Il problema dei medici di famiglia che vanno in pensione, è stato affrontato più volte dal nostro giornale. Nei prossimi cinque anni, in Toscana, andranno in pensione circa mille e cinquecento medici di medicina generale. A fronte di ciò, ne usciranno dai corsi di formazione – e quindi abilitati – 350. La professione di medico di famiglia, tra i camici bianchi non è particolarmente appetibile perché un medico neolaureato deve fare tre anni di tirocinio in medicina generale a 800 euro mensili, poi superare l’esame ed ottenere così l’idoneità.

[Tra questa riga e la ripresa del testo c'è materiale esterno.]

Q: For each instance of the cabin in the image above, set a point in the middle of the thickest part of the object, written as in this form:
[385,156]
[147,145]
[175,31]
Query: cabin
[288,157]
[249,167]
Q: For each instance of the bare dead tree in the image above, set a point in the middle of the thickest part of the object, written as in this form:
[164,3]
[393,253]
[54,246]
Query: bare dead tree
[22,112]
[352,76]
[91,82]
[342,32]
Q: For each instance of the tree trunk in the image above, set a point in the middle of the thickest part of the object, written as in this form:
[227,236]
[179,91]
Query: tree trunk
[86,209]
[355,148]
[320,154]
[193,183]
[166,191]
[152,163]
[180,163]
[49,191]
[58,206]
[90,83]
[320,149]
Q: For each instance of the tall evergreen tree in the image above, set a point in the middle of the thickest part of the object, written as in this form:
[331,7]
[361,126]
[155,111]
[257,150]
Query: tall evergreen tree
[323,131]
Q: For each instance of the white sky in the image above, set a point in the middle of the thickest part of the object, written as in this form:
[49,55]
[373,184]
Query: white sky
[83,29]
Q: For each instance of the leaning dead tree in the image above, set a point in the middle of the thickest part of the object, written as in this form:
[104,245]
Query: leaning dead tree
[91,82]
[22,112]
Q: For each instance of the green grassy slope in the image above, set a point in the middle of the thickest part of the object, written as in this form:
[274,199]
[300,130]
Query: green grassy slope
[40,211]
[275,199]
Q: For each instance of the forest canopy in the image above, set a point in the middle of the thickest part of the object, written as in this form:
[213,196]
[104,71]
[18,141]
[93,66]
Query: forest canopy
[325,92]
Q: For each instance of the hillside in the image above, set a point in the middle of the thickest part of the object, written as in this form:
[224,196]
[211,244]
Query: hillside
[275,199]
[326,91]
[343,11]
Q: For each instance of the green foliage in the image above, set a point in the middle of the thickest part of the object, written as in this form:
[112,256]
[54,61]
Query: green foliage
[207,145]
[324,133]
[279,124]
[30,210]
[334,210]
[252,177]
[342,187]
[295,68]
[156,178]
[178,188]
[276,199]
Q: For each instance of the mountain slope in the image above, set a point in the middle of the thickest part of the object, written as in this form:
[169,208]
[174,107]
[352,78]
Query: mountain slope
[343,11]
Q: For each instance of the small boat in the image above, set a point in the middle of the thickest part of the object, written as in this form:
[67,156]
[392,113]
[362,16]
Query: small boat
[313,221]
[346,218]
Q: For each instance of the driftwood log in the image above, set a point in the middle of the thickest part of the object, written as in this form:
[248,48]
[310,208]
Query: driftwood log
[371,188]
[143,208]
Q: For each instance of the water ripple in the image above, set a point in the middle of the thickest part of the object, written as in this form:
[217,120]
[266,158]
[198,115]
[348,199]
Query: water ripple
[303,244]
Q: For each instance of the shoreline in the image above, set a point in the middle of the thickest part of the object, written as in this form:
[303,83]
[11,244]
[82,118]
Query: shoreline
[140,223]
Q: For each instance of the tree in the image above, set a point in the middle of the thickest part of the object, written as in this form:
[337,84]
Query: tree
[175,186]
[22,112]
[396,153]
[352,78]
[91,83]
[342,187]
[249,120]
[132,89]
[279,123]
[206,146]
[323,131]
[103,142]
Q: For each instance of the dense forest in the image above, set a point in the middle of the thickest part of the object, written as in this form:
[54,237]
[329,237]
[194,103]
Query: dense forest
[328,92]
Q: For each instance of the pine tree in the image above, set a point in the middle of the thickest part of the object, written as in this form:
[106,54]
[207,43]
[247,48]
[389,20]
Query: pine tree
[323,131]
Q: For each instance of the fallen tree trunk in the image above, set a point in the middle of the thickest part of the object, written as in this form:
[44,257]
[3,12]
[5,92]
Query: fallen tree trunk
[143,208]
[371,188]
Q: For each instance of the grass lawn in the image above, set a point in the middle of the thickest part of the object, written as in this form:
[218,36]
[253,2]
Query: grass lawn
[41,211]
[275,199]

Giuseppe Figlini, presidente dell’Ordine dei medici e chirurghi torna però sul caso specifico segnalato dal nostro lettore e spiega come funziona il sistema visto che il timore è che il nuovo medico di famiglia potrebbe aprire l’ambulatorio a diversi chilometri di distanza da quello attuale. «In linea teorica – spiega Figlini – il nuovo medico di famiglia potrebbe aprire un ambulatorio anche a Cisanello perché sempre a Pisa, sarebbe» . Quindi non vi è alcun obbligo neppure regolamentare che imponga al nuovo medico di rilevare lo stesso ambulatorio collocato a quell’indirizzo. «Nella prassi però – spiega Figlini – è alquanto difficile che un nuovo medico decida di spostare il proprio ambulatorio lontano da quello precedente e

lo fa sia per favorire sia se stesso che i pazienti ormai abituati a sapere che c’è un loro medico in quella zona». Figlini tranquillizza poi dicendo che a settembre verrà emanato un bando per quattro posti e sostiene che non ci sarà alcuna emergenza di carenza di medici di famiglia.